Claire: How long have you worked here?
Steve: I am one of the original husbandry team members and have worked at the Aquarium since June 1997 [That’s a full year before we opened our doors to the public! – Claire]. I helped build many of the focus tanks and participated in much of the original local specimen collecting and a collecting trip to Canada.

How did you get your start in the aquarium industry?
I always knew I wanted to be a marine biologist. I have a bachelor’s degree in marine biology. In college I had saltwater fish tanks in my apartments. I even had an octopus named Slick, who would squirt water at people she didn’t know. I started working in animal husbandry right after college by taking care of sharks and fish that were being used in classes I was teaching at a private institution. I landed my first aquarium job in 1989 at Steinhart Aquarium [part of the California Academy of Sciences in San Francisco] because of my carpentry skills. I was hired to build a large wooden deck around two holding tanks full of endangered Chinook salmon. It was agreed that when the deck was finished I would stay on to take care of the salmon. One of the best ways to gain animal care experience is to volunteer. I moved to Monterey to volunteer and gain more experience in husbandry before I was hired by the Aquarium of the Pacific.

Steve feeding a blacktip
Steve feeding a shark in Shark Lagoon.

Do you have any favorite spots at the Aquarium that not many people know about?
One of my favorite spots is the curved window looking into the back side of Amber Forest [in the Southern California/Baja Gallery]. When you go all the way into the alcove, you are surrounded by water, and it really feels like you are diving in the tank in a kelp forest. One thing all people should try to see is the Aquarium at night. With the natural ambient light gone, all the tanks have a surreal glow with their own lighting and really look fantastic. Of course, I think everyone should see the main pool feeding at Shark Lagoon! Get to the underwater window early so you can get an unimpeded view of the sawfish and the sand tiger shark grabbing their food fish. [The sharks in the main pool are fed daily at 2:00 p.m.]

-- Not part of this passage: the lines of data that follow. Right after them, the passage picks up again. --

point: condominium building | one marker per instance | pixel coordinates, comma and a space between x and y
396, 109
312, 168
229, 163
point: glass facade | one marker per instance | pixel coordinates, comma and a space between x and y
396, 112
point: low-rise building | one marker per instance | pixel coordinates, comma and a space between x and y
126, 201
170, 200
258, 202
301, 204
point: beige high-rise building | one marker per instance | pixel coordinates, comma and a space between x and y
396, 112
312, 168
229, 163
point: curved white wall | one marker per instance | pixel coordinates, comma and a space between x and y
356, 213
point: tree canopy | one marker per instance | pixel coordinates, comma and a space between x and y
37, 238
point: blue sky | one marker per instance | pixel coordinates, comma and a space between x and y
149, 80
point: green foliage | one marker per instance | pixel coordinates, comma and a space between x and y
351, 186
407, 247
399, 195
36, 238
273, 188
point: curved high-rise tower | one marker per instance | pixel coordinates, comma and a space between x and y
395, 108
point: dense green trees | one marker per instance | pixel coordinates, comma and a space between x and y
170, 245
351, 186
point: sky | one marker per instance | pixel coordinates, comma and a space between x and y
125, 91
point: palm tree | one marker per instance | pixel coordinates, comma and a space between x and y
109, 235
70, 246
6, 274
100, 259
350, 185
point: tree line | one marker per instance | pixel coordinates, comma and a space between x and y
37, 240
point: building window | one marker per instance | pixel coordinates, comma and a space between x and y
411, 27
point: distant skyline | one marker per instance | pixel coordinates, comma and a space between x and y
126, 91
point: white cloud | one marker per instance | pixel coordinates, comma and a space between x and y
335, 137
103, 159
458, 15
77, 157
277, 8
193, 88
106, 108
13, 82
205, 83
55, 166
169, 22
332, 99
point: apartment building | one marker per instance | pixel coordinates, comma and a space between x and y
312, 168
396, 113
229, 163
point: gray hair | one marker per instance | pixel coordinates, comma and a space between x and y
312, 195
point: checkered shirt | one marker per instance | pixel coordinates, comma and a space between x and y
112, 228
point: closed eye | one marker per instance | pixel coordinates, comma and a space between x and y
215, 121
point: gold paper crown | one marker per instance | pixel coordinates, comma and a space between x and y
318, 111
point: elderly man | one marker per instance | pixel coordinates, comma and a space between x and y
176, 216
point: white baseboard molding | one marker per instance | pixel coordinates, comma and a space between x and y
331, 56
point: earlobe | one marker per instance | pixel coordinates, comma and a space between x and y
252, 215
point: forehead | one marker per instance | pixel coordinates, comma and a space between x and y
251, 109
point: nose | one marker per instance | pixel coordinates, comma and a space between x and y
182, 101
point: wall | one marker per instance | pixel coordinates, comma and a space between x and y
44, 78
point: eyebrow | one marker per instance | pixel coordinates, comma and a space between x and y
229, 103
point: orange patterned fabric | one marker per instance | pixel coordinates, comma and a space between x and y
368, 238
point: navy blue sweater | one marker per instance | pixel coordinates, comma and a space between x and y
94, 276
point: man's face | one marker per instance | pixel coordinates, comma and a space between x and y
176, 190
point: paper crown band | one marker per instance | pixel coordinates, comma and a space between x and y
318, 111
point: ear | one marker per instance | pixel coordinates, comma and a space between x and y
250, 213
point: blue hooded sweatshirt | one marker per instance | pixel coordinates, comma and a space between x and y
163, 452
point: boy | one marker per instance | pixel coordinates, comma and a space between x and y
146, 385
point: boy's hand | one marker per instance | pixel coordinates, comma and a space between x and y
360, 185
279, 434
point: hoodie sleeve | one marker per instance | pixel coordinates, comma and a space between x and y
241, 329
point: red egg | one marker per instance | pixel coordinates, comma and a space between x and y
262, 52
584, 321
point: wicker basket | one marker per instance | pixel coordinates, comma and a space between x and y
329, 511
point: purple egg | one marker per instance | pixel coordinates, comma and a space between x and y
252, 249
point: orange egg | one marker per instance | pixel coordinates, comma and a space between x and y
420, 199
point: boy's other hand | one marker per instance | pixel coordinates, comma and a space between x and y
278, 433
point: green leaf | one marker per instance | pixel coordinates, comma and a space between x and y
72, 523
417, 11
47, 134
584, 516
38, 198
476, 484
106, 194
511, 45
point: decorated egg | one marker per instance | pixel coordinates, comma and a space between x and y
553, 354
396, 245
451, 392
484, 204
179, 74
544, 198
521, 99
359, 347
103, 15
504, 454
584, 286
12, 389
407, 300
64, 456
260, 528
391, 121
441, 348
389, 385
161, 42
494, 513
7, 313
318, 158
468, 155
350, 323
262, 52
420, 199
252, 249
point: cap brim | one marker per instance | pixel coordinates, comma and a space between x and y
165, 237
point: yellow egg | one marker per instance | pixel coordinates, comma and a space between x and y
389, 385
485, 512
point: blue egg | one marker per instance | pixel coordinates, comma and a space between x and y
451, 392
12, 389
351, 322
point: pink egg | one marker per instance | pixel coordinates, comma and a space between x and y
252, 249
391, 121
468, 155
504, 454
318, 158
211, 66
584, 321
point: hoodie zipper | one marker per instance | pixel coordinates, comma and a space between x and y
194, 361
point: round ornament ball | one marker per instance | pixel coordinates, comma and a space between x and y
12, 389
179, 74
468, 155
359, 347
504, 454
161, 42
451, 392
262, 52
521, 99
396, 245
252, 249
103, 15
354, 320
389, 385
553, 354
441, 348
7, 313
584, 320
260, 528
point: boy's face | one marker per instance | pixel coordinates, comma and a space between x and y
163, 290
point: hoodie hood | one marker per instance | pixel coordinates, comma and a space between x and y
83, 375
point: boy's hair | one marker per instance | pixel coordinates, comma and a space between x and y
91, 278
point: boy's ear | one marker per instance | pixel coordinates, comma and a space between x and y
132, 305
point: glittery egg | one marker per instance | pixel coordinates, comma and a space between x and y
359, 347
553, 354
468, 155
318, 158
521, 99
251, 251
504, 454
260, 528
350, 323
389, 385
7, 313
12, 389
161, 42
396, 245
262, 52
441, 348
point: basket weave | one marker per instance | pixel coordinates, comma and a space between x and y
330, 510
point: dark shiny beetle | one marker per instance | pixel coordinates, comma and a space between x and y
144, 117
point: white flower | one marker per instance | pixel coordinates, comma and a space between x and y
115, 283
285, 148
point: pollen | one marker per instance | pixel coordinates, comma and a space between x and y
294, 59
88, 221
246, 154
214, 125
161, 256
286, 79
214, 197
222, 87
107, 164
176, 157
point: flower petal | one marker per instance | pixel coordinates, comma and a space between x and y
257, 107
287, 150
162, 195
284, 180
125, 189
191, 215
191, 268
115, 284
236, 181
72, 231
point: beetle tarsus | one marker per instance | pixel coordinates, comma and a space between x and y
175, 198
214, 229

What is your favorite animal at the Aquarium?
I think our sawfish in Shark Lagoon and the California hydrocoral in the Pinnacle exhibit in the Southern California Gallery are some of my favorites, although you can’t beat the clownfish for spunk, attitude, and color.

Any interesting stories about working here?
The Aquarium transports and receives animals from all over the world. Our sawfish and zebra sharks were received by air freight shipments from Australia. Our bull shark was transported to Oklahoma by truck, a trip that took two days, help from two other aquariums, and many staff to pull off successfully. Our incredibly dedicated and hard-working aquarist staff will do everything from staying up all night and to diving in 36 degree water to ensure that our animals are well cared for and our exhibits are of the highest quality in the world.

Meet Steve Blair, One of the Aquarium’s Original Aquarists
Steve holds a blacktip reef shark upside-down to induce tonic immobility, allowing aquarists to handle the sharks safely and peacefully.
Meet Steve Blair, One of the Aquarium’s Original Aquarists
Here, Steve holds a Humboldt squid during a film shoot on a research trip to Baja California, Mexico.